Next up at the Teradata Influencer event was a session on data lakes and related technology / approaches from the Think Big consulting team. Think Big sees a data lake as an approach to capturing, refining, storing and exploring any form of raw data at scale, enabled by low cost technologies and from which downstream facilities may draw. Data variety is the key driver and hadoop is the key underlying technology. Data governance is critical for a successful data lake they say:
- Control processes like security, authentication
- Usage tracking processes such as lineage and users
- Descriptive processes for views and business usages of data
- Organization and management processes like metadata, lifecycle management
They talk about “goldilocks” governance – enough but not too much – but they do believe that proper metadata management is what makes a data lake into a data reservoir not a data swamp. They always like to use meta data tooling such as Teradata Loom. Teradata Loom, as an aside, is a tool they find very effective for data and metadata management. It automates data lineage and profiling, reducing the time required to prepare the data for self service for instance.

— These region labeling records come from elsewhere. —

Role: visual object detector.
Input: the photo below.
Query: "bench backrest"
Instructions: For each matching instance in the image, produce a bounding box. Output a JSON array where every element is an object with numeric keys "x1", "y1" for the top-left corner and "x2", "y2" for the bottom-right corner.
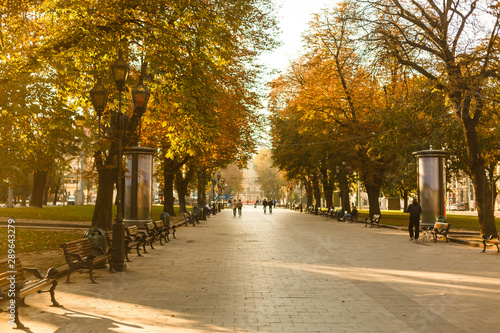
[
  {"x1": 125, "y1": 225, "x2": 139, "y2": 237},
  {"x1": 146, "y1": 222, "x2": 155, "y2": 231},
  {"x1": 0, "y1": 258, "x2": 26, "y2": 295},
  {"x1": 61, "y1": 238, "x2": 92, "y2": 258},
  {"x1": 106, "y1": 231, "x2": 113, "y2": 247},
  {"x1": 434, "y1": 222, "x2": 449, "y2": 230}
]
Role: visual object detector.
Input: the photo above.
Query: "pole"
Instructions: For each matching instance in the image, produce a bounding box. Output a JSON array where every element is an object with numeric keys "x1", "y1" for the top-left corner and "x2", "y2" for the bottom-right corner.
[
  {"x1": 80, "y1": 150, "x2": 85, "y2": 205},
  {"x1": 113, "y1": 91, "x2": 126, "y2": 272}
]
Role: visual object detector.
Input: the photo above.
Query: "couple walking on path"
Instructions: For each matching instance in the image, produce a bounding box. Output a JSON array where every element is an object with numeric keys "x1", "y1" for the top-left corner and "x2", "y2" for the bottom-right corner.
[
  {"x1": 233, "y1": 199, "x2": 243, "y2": 216},
  {"x1": 262, "y1": 199, "x2": 274, "y2": 214}
]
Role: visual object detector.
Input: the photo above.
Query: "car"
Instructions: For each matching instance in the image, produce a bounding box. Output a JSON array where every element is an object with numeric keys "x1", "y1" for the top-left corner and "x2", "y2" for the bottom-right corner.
[{"x1": 450, "y1": 202, "x2": 465, "y2": 211}]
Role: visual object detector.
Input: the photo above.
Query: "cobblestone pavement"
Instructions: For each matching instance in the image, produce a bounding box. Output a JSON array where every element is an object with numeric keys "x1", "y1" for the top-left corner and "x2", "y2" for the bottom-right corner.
[{"x1": 0, "y1": 206, "x2": 500, "y2": 333}]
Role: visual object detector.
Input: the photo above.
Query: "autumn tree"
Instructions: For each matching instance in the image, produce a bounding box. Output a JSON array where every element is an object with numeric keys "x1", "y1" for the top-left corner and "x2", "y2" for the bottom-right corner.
[
  {"x1": 358, "y1": 0, "x2": 500, "y2": 234},
  {"x1": 254, "y1": 148, "x2": 286, "y2": 199}
]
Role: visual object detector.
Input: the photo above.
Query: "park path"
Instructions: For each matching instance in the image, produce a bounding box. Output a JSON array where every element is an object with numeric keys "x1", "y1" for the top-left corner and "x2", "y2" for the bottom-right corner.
[{"x1": 0, "y1": 206, "x2": 500, "y2": 333}]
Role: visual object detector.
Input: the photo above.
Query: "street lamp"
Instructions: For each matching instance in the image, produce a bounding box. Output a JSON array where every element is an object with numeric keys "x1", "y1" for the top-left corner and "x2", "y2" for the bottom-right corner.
[
  {"x1": 335, "y1": 162, "x2": 352, "y2": 213},
  {"x1": 90, "y1": 51, "x2": 149, "y2": 271}
]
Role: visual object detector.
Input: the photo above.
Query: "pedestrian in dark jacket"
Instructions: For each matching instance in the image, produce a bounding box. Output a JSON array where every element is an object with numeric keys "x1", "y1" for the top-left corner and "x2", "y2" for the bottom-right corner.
[{"x1": 406, "y1": 199, "x2": 422, "y2": 240}]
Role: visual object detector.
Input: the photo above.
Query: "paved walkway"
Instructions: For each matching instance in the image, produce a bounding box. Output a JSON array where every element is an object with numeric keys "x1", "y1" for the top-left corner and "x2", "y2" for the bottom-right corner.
[{"x1": 0, "y1": 206, "x2": 500, "y2": 333}]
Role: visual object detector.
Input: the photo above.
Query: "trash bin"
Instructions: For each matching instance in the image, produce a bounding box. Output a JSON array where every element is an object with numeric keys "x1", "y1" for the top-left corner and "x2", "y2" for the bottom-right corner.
[
  {"x1": 193, "y1": 206, "x2": 203, "y2": 220},
  {"x1": 160, "y1": 212, "x2": 170, "y2": 229},
  {"x1": 84, "y1": 227, "x2": 107, "y2": 268},
  {"x1": 337, "y1": 208, "x2": 344, "y2": 221},
  {"x1": 436, "y1": 216, "x2": 448, "y2": 223}
]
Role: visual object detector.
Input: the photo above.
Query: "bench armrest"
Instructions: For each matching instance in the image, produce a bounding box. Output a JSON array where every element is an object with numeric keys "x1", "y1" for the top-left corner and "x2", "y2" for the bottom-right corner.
[
  {"x1": 90, "y1": 246, "x2": 106, "y2": 255},
  {"x1": 64, "y1": 252, "x2": 85, "y2": 262},
  {"x1": 23, "y1": 267, "x2": 43, "y2": 279}
]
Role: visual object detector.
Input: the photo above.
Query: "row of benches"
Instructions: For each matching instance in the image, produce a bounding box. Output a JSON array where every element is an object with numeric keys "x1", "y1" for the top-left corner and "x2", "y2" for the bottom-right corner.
[
  {"x1": 61, "y1": 212, "x2": 200, "y2": 283},
  {"x1": 0, "y1": 212, "x2": 200, "y2": 329},
  {"x1": 300, "y1": 206, "x2": 454, "y2": 243}
]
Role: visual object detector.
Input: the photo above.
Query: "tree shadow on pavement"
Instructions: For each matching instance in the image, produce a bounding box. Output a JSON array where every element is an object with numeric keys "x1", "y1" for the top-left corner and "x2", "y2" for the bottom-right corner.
[{"x1": 51, "y1": 307, "x2": 144, "y2": 333}]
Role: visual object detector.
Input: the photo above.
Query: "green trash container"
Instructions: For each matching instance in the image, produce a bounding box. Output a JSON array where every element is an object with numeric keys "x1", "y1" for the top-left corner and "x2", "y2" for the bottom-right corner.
[
  {"x1": 84, "y1": 227, "x2": 107, "y2": 268},
  {"x1": 160, "y1": 212, "x2": 170, "y2": 229}
]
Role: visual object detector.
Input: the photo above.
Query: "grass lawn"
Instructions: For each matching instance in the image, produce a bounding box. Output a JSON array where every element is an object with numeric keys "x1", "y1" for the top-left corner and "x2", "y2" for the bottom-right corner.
[
  {"x1": 0, "y1": 205, "x2": 190, "y2": 255},
  {"x1": 0, "y1": 228, "x2": 84, "y2": 255},
  {"x1": 0, "y1": 205, "x2": 184, "y2": 222},
  {"x1": 359, "y1": 209, "x2": 500, "y2": 231}
]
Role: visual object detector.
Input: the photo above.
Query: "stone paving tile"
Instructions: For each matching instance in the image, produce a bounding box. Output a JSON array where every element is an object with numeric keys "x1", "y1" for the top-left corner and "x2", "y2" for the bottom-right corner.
[{"x1": 0, "y1": 207, "x2": 500, "y2": 333}]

To help customers with this they have a number of consulting offerings:
- 4 week Data Lake Assessment and gap analysis
- 8-10 week Data Lake Starter – gets one set up, puts basic governance in place and does some initial ingests
- 6-10 week Data Lake Optimization – clean up a data swamp
- 3-6 Data Lake Publishing for self service provisioning
All these programs are designed to transfer knowledge and get customer’s own staff up to sped while getting them onto a well governed data lake. There use sprints to keep the projects moving fast and mostly begin with batch feeds. They make sure everything works on all the major hadoop distributions as well as AWS / cloud deployments etc.
At the end of the day they see this kind of managed data repository on hadoop becoming increasingly mainstream.